Em fevereiro, ele se reuniu com o presidente da Associação Brasileira de Lojistas de Shopping, Nabil Sahyoun. Durante visita ao Complexo do Alemão, Nabil conheceu o projeto e garantiu o apoio da Alshop. “A humanização das favelas e a busca por um comércio mais qualificado vão oferecer à população o que há de mais importante no mundo do shopping”, diz Nabil. De acordo com Elias, marcas como Chilli Beans, Camisaria Colombo, Barred’s, Burger King e Casas Bahia já demonstraram interesse no empreendimento.

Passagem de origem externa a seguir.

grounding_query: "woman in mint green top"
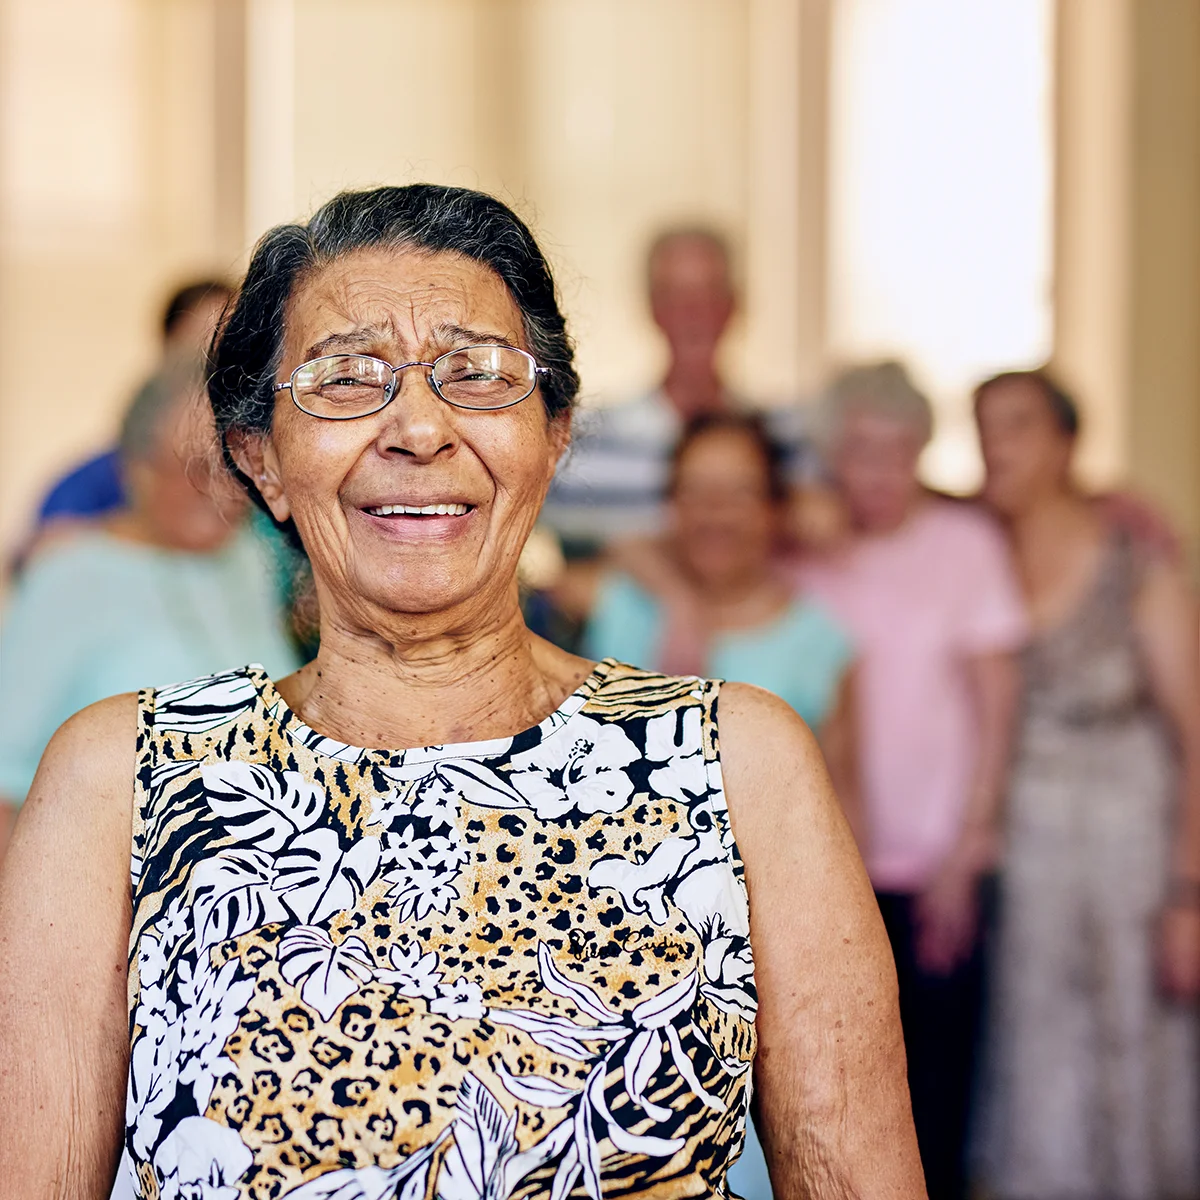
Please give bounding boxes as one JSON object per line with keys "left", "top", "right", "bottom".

O projeto do Favela Shopping conta com 500 lojas, salas de cinema e praça de alimentação. As salas de cinema, com promessa de ingressos a partir de R$ 5, serão multifuncionais e oferecerão treinamento e capacitação na parte da manhã. As lojas devem ter entre 15 m2 e 30 m2 de área, menos de um terço do tamanho observado em shoppings convencionais. A praça de alimentação contará com um palco móvel para abrigar shows de samba e funk.
“Queremos que lojistas e visitantes se sintam à vontade. Se o vendedor quiser contratar alguém para gritar que ele está vendendo calça jeans por R$ 29,90, ele pode. O importante é vender e ser feliz”, diz Elias. A expectativa é que sejam criados seis mil empregos diretos, entre vendedores e funcionários do shopping. O valor do investimento é estimado em R$ 20 milhões.

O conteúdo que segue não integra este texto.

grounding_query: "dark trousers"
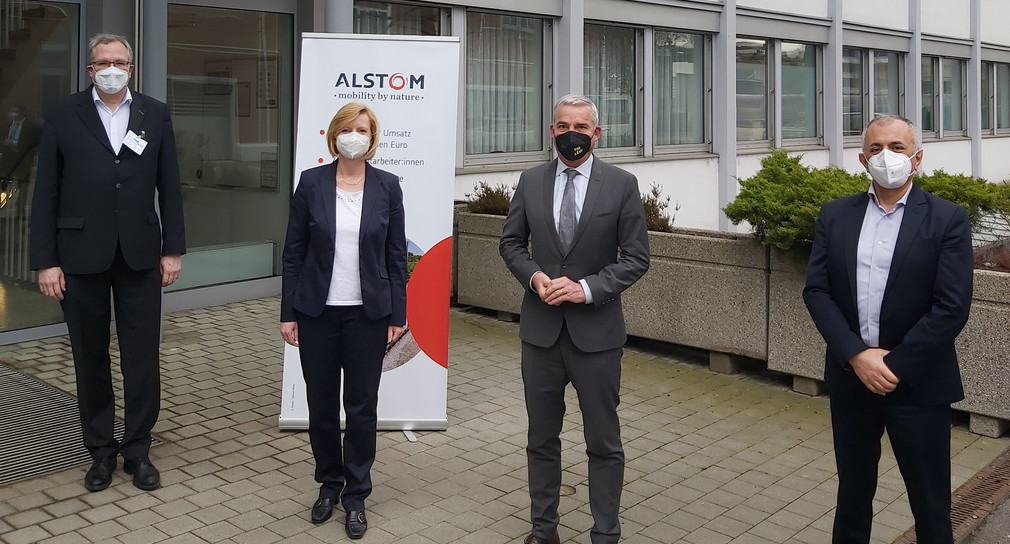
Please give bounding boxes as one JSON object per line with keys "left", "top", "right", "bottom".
{"left": 830, "top": 395, "right": 954, "bottom": 544}
{"left": 61, "top": 248, "right": 162, "bottom": 461}
{"left": 522, "top": 323, "right": 624, "bottom": 544}
{"left": 296, "top": 305, "right": 387, "bottom": 510}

De acordo com Athayde, o governo do Rio de Janeiro tem sido um parceiro presente. “Estamos conversando com o vice-governador do Rio (Luiz Fernando de Souza, conhecido como Pezão) e ele está disposto a nos ajudar a conseguir o terreno no Alemão.” O que ainda impede o Favela Shopping de deixar para trás o título de projeto é um impasse em relação ao local onde vai funcionar. O plano atual contempla o empreendimento em um galpão abandonado com 15 mil m2, que fica perto da entrada da Favela da Grota. O problema é que o galpão tem 15 anos de IPTU atrasado e o dono do espaço desapareceu após decretar falência.
“Queremos que o governo do Rio desaproprie o terreno e nos ceda o uso dele. Ou, então, que faça uma licitação. O que não pode é aquele espaço continuar parado. Não é bom para a favela, nem para ninguém”, explica Celso. Ele e Elias acionaram o Ministério Público para encontrar formas legais de obter o direito de uso da área e esperam que o imbróglio desapareça até o final de maio.
Enquanto aguarda orientação da Procuradoria do Rio, Elias mantém encontros com governos de outros estados e cidades. A intenção é que o Favela Shopping no Morro do Alemão sirva de projeto-piloto e depois se multiplique pelo País.
“Tenho fé que logo poderemos iniciar a reforma do galpão e realizar esse sonho. Se tudo der certo, neste final de ano, as crianças do Alemão vão ver o Papai Noel descendo de helicóptero, e não a Polícia Militar”, afirma Elias.